Funzione Pubblica Cgil a congresso: il valore dell’inclusione

fplogoCon la bella relazione di Alessandra Ghirotti, giovedì 11 ottobre si è aperto il congresso della Funzione Pubblica Cgil di Como. Un appuntamento ricco ed interessante per un sindacato capace di interpretare il suo ruolo di rappresentanza e tutela dei lavoratori con uno sguardo sul mondo curioso, inclusivo e solidale.

Un congresso importante, 82 delegati (con una netta maggioranza per le lavoratrici) per 2798 iscritti, che si svolge in un luogo simbolico per la categoria, il CFP di via Bellinzona, azienda formativa pubblica che risponde con la qualità alle gravi carenze del sistema formativo e di avviamento al lavoro, regionale e nazionale. Un congresso dedicato a Lucia Cassina, segretaria della categoria dal 2001 al 2009, compagna indimenticabile per tutti coloro che hanno condiviso con lei il percorso sindacale e politico.

congresso fp

La relazione ha offerto un quadro molto preciso di un settore del mondo del lavoro assai complesso ed in continua evoluzione.

Guarda i video della relazione di Alessandra Ghirotti:

introduzione

attività – prospettive – funzioni centrali

sanità

enti locali

ipab, igiene ambientale, terzo settore

jobs act

migranti, sicurezza

conclusioni

Chi pensa che la Funzione Pubblica sia solo il sindacato degli impiegati sbaglia di grosso: sotto questa sigla si organizzano i lavoratori della sanità, pubblica e privata, dell’igiene urbana, delle case di riposo, del “terzo settore”. Tanti contratti diversi, persino all’interno dello stesso posto di lavoro, tanta precarietà (altro che posto fisso garantito!), una composizione sociale che va dall’operatore ecologico al medico specialista, una strategia rivendicativa che deve fare i conti ogni giorno con i pesantissimi tagli della spesa pubblica che si susseguono di anno in anno e che nessun governo (tanto meno quello attuale) si guarda bene dal mettere in discussione.
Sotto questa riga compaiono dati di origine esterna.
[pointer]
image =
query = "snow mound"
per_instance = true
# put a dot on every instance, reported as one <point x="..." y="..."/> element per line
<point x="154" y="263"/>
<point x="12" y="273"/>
Una categoria in constante crescita di iscritti dal 2009 ad oggi, malgrado il quasi completo blocco delle assunzioni nei ministeri e negli Enti Locali, compensato dall’aumento di lavoratori contrattualizzati con contratti privati a bassa tutela.

Ci si potrebbe aspettare che la crescente precarietà possa portare all’abbandono di certe “bandiere” sindacali. Non è cosi, è ancora forte la spinta ideale degli iscritti per i grandi temi della tradizione rivendicativa CGIL: la riforma della P.A., la semplificazione amministrativa, la partecipazione dei lavoratori ai processi di cambiamento, la difesa dei valori costituzionali, il valore anche etico del lavoro pubblico.

Temi che trovano sempre meno ascolto nel sistema politico locale e nazionale, sempre più povero di idealità e di progettualità, e che ancor meno incontrano il favore dei grandi apparati di comunicazione, sempre pronti a sparare sui dipendenti pubblici. Persino il Sindaco Landriscina, in un intervento di saluto tanto lungo quanto vuoto di contenuti e sfuggente dai problemi concreti della sua amministrazione, ha dovuto ammettere il disagio che prova quando si trova di fronte all’accanimento ingiustificato di molte persone nei confronti del lavoro pubblico.

Al contrario, la relazione questi temi li ha presi di petto, con un’analisi dettagliata comparto per comparto, con uno sguardo non neutrale ma “dalla parte dei lavoratori” come deve essere un Sindacato all’altezza dei tempi.

E all’altezza dei tempi è anche la scelta di aprire il congresso a voci ed esperienze dei sindacati pubblici di Francia e Svizzera, perché la difesa dei diritti si realizza su una dimensione europea, non rinchiudendosi in piccole patrie; o voci come quella di Severino Proserpio, per leggere le migrazioni con gli occhi dell’operatore pubblico, ma anche con gli occhi dell’operatore di strada, per uscire dalla retorica dell’aiutiamoli a casa loro e entrare nel concreto dei processi epocali che abbiamo di fronte, che coinvolgono migranti e nativi e che si traducono in bisogni, fragilità e disagi che l’operatore pubblico incontra ogni giorno. Ritorna anche qui il tema della coesione sociale, da costruire rivendicando diritti ma anche praticando quotidianamente forme di resilienza, di organizzazione dal basso, di gestione condivisa dei beni comuni, che impegnano anch’esse l’operatore pubblico in un lavoro prezioso di accompagnamento, supporto e collaborazione.

Ci sarà spazio anche nel secondo giorno di congresso – accanto al rituale delle votazioni sui documenti e sul rinnovo delle cariche – per questo approccio di buona politica, con la tavola rotonda pomeridiana Migranti, lavoro, sindacato, prospettive europee.